Our society teaches us that authority figures and bad people are only those that hold power. Take a look at the modern education system with regards to bullying. Do administrators and teachers actively encourage young kids to stand up for each other? Think about it, this system can only result children learning that bad kids exercise power over one another (intervening in other's lives) and only authority figures can step in clean up disputes between equals. See the problem?
Our society has transformed from one where men and women of high character, refinement and class were lauded (they obeyed the rules) to one where we worship those who pursue the heights of human achievement. Sure, there can be narcissism without greatness, but there can be no greatness without narcissism.

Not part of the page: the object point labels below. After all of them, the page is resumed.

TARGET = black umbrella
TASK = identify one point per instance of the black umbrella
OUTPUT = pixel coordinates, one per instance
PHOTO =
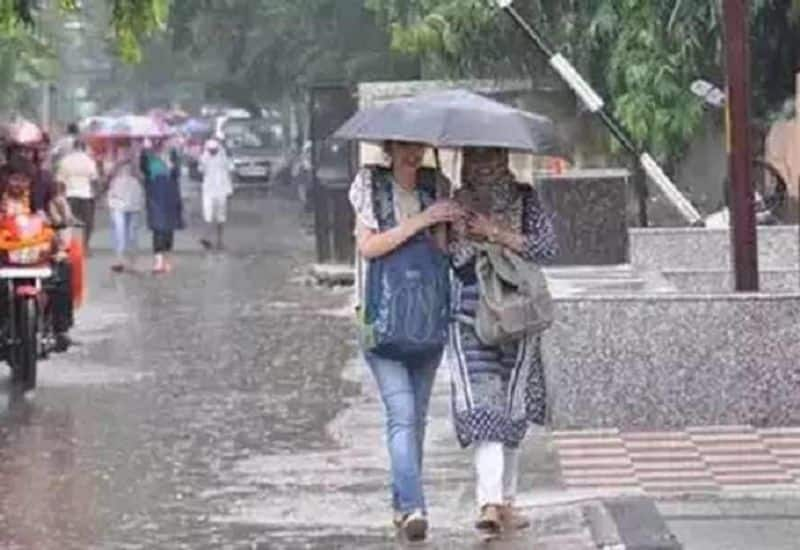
(454, 119)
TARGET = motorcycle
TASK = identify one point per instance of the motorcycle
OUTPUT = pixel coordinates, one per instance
(26, 335)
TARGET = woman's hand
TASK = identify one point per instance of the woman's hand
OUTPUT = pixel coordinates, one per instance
(481, 226)
(443, 211)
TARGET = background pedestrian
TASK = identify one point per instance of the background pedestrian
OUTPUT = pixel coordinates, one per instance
(79, 172)
(125, 203)
(161, 171)
(215, 189)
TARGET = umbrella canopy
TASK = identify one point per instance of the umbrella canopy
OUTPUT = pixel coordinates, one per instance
(197, 127)
(22, 132)
(454, 119)
(130, 126)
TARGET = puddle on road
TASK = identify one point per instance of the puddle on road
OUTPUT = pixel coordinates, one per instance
(62, 372)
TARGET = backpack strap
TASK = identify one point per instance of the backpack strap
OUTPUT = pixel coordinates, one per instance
(383, 193)
(382, 197)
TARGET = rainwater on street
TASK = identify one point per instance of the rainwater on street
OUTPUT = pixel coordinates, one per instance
(219, 407)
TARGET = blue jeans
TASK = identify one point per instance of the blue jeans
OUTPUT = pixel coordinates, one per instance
(126, 227)
(405, 388)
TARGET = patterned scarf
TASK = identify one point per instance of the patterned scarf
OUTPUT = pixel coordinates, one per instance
(488, 188)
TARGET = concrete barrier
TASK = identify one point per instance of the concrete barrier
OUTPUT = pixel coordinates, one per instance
(699, 248)
(669, 360)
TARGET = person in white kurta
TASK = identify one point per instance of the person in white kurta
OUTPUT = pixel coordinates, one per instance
(216, 189)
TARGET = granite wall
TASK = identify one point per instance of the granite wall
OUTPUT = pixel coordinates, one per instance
(698, 248)
(590, 222)
(721, 281)
(668, 361)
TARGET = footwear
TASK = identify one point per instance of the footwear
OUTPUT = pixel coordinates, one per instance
(512, 519)
(397, 519)
(415, 526)
(490, 519)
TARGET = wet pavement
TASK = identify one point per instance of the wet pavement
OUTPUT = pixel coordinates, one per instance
(218, 407)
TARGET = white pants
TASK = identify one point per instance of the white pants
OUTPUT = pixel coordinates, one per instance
(497, 469)
(215, 208)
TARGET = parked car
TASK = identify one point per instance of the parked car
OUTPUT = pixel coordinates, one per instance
(254, 150)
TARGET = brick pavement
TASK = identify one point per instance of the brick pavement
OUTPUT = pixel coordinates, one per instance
(696, 460)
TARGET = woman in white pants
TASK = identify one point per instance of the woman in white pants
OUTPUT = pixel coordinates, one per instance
(215, 190)
(125, 203)
(497, 390)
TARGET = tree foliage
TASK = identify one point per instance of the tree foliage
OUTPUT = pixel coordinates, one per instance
(641, 54)
(131, 20)
(252, 51)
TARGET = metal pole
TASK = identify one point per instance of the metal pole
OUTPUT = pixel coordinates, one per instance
(743, 218)
(595, 104)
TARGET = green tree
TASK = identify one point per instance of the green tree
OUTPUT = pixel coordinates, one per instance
(641, 54)
(131, 20)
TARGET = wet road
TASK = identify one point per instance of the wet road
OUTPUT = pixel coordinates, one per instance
(216, 408)
(132, 439)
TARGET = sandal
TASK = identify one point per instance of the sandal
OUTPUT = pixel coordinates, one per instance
(490, 519)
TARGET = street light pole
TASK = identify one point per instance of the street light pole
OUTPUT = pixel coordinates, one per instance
(596, 105)
(742, 205)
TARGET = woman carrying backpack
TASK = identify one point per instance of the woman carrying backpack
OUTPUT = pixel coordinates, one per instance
(404, 309)
(498, 390)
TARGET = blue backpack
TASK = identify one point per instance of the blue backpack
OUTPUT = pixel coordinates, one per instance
(406, 307)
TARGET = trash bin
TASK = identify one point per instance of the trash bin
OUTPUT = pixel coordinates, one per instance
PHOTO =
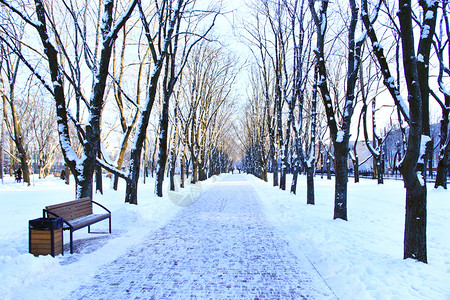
(46, 236)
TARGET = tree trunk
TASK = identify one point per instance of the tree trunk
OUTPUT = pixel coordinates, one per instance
(162, 155)
(415, 239)
(341, 180)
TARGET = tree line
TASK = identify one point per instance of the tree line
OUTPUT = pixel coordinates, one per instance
(319, 62)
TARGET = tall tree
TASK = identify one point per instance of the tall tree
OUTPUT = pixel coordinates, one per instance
(413, 164)
(340, 134)
(55, 52)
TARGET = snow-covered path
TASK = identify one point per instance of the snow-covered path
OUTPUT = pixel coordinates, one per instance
(221, 247)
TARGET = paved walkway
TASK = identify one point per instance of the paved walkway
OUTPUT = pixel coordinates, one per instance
(221, 247)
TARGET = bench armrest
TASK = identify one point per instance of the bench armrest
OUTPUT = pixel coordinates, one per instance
(48, 212)
(101, 206)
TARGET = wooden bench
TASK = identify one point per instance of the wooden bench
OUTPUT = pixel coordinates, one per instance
(77, 214)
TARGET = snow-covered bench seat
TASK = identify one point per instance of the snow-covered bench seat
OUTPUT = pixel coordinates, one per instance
(77, 214)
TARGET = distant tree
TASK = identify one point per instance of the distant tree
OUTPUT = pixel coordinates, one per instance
(441, 47)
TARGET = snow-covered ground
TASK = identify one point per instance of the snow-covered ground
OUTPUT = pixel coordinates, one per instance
(358, 259)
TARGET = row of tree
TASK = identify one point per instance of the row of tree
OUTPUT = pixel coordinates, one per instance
(107, 66)
(344, 56)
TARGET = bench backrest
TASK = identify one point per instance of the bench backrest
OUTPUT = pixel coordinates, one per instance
(72, 209)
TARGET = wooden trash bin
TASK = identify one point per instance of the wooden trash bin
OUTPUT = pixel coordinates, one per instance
(46, 236)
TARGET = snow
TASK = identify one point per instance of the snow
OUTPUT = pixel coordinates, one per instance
(358, 259)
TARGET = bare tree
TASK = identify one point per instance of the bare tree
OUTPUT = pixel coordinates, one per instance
(14, 110)
(340, 134)
(62, 67)
(441, 46)
(413, 164)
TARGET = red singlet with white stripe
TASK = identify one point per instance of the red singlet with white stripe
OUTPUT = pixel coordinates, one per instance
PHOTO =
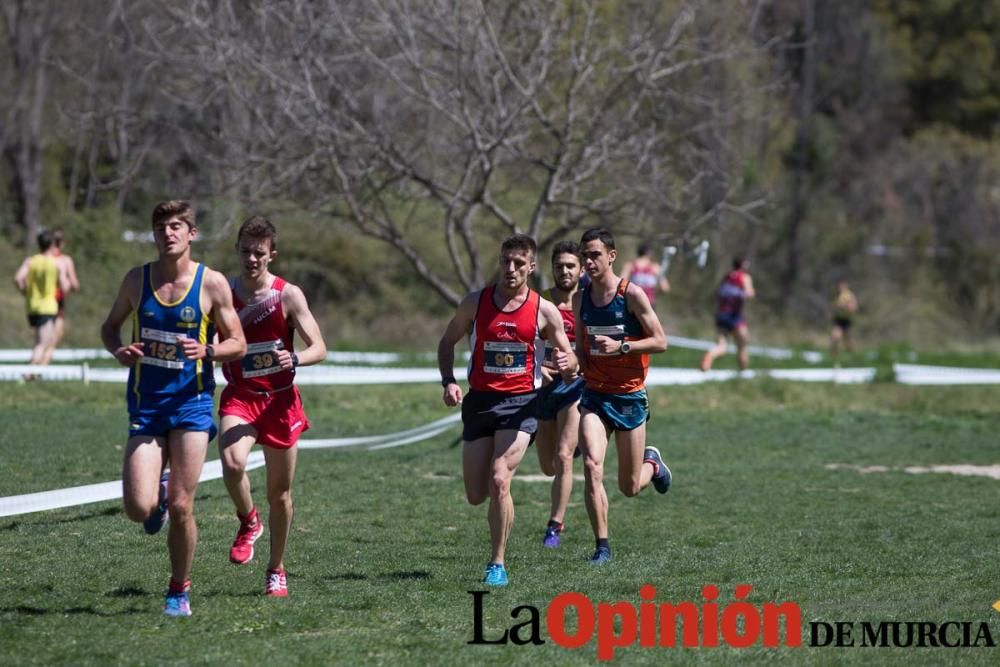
(267, 331)
(504, 357)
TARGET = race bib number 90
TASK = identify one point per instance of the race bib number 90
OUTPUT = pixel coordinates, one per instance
(505, 358)
(262, 359)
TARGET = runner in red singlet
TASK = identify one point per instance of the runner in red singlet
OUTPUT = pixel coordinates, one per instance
(261, 403)
(644, 273)
(736, 287)
(504, 322)
(558, 415)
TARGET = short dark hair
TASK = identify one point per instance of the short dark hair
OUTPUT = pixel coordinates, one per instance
(44, 239)
(598, 234)
(521, 242)
(259, 227)
(174, 208)
(565, 248)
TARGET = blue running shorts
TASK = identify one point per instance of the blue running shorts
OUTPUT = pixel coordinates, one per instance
(556, 395)
(190, 412)
(619, 412)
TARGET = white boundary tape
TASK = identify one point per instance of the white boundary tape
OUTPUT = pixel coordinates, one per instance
(358, 375)
(759, 350)
(348, 357)
(93, 493)
(944, 375)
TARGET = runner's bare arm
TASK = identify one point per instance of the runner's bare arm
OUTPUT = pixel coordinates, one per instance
(232, 343)
(74, 282)
(581, 330)
(457, 328)
(21, 275)
(124, 304)
(655, 339)
(297, 310)
(551, 327)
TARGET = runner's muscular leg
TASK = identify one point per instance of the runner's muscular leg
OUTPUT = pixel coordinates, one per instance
(187, 451)
(633, 474)
(594, 442)
(280, 473)
(477, 456)
(509, 447)
(235, 441)
(141, 470)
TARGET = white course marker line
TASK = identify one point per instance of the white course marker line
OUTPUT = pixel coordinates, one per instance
(93, 493)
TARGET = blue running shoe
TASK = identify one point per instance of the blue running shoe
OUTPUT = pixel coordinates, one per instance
(601, 556)
(496, 575)
(177, 604)
(154, 522)
(663, 477)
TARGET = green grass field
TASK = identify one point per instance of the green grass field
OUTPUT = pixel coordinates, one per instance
(384, 547)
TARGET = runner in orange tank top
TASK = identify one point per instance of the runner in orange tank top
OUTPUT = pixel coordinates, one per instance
(616, 331)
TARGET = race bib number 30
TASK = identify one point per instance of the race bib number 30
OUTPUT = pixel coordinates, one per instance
(262, 359)
(505, 358)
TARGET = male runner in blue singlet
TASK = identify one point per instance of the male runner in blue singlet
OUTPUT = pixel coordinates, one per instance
(175, 305)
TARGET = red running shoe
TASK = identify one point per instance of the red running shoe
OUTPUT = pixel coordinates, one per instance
(250, 530)
(277, 586)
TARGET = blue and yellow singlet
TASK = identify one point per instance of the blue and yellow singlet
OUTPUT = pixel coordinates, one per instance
(164, 374)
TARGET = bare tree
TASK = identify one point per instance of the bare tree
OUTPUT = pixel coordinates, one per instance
(438, 126)
(27, 40)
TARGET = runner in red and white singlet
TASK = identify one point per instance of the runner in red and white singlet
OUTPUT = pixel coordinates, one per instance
(504, 356)
(736, 287)
(558, 417)
(261, 403)
(499, 412)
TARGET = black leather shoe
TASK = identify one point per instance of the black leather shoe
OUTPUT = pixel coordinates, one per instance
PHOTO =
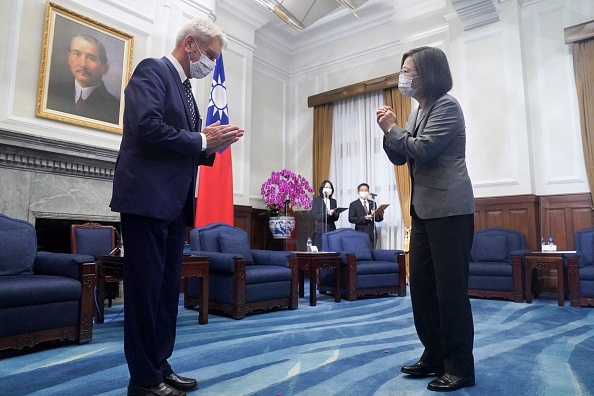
(449, 382)
(160, 390)
(420, 369)
(181, 383)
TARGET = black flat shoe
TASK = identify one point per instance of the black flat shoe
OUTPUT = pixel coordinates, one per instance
(420, 369)
(160, 390)
(448, 383)
(181, 383)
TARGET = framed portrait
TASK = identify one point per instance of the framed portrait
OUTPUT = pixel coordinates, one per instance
(85, 66)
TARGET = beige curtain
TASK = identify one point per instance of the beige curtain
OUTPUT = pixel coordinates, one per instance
(322, 143)
(401, 106)
(583, 56)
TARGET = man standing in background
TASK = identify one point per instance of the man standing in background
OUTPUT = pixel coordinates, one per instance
(361, 213)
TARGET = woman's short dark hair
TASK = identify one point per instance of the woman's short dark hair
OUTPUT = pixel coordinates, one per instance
(322, 187)
(432, 66)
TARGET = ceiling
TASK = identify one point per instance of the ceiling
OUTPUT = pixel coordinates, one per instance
(315, 21)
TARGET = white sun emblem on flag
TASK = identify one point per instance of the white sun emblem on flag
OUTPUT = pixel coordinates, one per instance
(218, 98)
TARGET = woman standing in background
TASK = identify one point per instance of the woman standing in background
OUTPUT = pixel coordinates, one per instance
(323, 210)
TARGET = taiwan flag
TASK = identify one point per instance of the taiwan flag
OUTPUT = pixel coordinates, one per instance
(215, 183)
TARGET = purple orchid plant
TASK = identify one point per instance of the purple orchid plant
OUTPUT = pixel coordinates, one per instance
(285, 190)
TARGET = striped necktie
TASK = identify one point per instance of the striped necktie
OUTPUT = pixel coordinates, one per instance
(191, 102)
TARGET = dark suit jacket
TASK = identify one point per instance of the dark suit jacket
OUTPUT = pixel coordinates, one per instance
(357, 217)
(320, 214)
(100, 105)
(159, 155)
(435, 153)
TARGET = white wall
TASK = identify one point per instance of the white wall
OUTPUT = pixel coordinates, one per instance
(514, 79)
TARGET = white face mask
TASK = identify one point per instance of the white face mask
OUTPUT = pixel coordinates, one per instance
(202, 67)
(405, 85)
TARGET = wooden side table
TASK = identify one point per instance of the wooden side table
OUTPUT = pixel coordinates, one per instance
(191, 266)
(545, 261)
(312, 262)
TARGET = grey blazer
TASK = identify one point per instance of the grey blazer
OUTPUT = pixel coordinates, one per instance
(435, 153)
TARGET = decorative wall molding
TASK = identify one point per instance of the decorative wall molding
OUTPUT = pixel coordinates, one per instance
(475, 13)
(38, 154)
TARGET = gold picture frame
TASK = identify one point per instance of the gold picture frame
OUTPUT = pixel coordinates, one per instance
(85, 59)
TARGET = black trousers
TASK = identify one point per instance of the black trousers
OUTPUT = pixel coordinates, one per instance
(153, 251)
(439, 257)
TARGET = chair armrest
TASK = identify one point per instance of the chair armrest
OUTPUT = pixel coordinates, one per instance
(572, 260)
(272, 257)
(60, 264)
(385, 254)
(220, 262)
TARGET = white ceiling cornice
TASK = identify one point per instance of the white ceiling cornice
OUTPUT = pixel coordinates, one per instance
(245, 12)
(475, 13)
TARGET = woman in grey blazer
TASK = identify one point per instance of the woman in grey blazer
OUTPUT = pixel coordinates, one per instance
(433, 144)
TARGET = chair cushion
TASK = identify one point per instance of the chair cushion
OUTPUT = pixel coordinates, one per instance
(358, 244)
(266, 274)
(490, 248)
(484, 268)
(238, 243)
(18, 246)
(24, 290)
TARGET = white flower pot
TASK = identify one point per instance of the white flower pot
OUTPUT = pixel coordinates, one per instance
(282, 226)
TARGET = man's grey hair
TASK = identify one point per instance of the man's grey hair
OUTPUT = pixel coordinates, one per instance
(202, 30)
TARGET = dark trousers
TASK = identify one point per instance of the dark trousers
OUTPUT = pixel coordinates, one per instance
(439, 257)
(152, 265)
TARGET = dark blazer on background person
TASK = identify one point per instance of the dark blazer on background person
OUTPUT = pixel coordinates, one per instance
(100, 105)
(320, 214)
(357, 215)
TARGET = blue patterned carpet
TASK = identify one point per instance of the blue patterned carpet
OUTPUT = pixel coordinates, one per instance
(350, 348)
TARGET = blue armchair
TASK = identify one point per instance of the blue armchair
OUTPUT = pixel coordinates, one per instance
(580, 269)
(364, 271)
(497, 264)
(241, 279)
(43, 296)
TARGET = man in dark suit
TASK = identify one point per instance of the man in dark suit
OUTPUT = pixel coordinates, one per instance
(86, 95)
(361, 213)
(153, 190)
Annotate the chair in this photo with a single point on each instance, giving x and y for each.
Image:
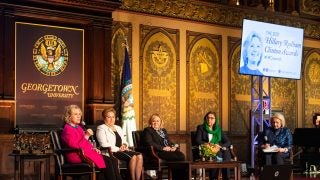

However, this situation is incredibly unstable as worship is heaped on the high achievers, but the many pretenders to the throne are left out in the cold. As Roiphe states, many people (egalitarians, power & privilege left-wingers, feminists) hate those at the top as they see themselves as personally entitled to those positions, but don't have the will, gumption and talent to ascend to those lofty positions.
So they cling to privilege analyses, advance arguments that the things white men earn and achieve were far easier for them to achieve because they were white and male. White men who aren't at the top will always be highly skeptical of that, simply because you don't rise to the top unless you either worked for it or lucked into it. Why do you think so many women congregate in Hollywood or shit sites like Jezebel? There really ain't much female talent there and it is all politicking and luck to get the coveted spots.
Women like Roiphe, however, are in a terrible place. Powerful, arrogant men have been highly attractive to women since the dawn of time. How can you simultaneously hate what you are hypnotically attracted to?
You can and it is part and parcel of our narcissistic society that is further splintering apart and more and more defenses (irony, nihilism and rage) are being erected to combat the complete and utter destruction of the person. Women like her pick men to whom they are not all that attracted to because they fear the terror of personal attachment to a sexy man. They have sex with men they find sexually attractive and leave it at that because it allows to them experience the rush of sexual attraction without any of the attachment.
I can't remember the member here, but he noted (at Dalrocks?) that a tell-tale sign a woman isn't actually into you is that she wants to be your girlfriend. You can tell a woman who is really into you because she is interested primarily in sex. Bingo. Women get to hide behind the social construct that men are the commitment-phobes, but really fear of commitment is a female fear for many obvious reasons. Divorce issues aside, men stand to gain the most from marriage because they cannot get sex, female attention outside marriage, as women focus their energies on sexually attractive men.
Reconsidering Roiphe, the palpable resentment with which she perceives the men she is sexually attracted to is a mirror to the anger
the beta directs at women. It means that positive relations between men and women are necessarily curtailed in ways that further atomize the individual and further contribute to the destruction of an American's inner life.
It should be noted that women like Roiphe are highly over-represented in media.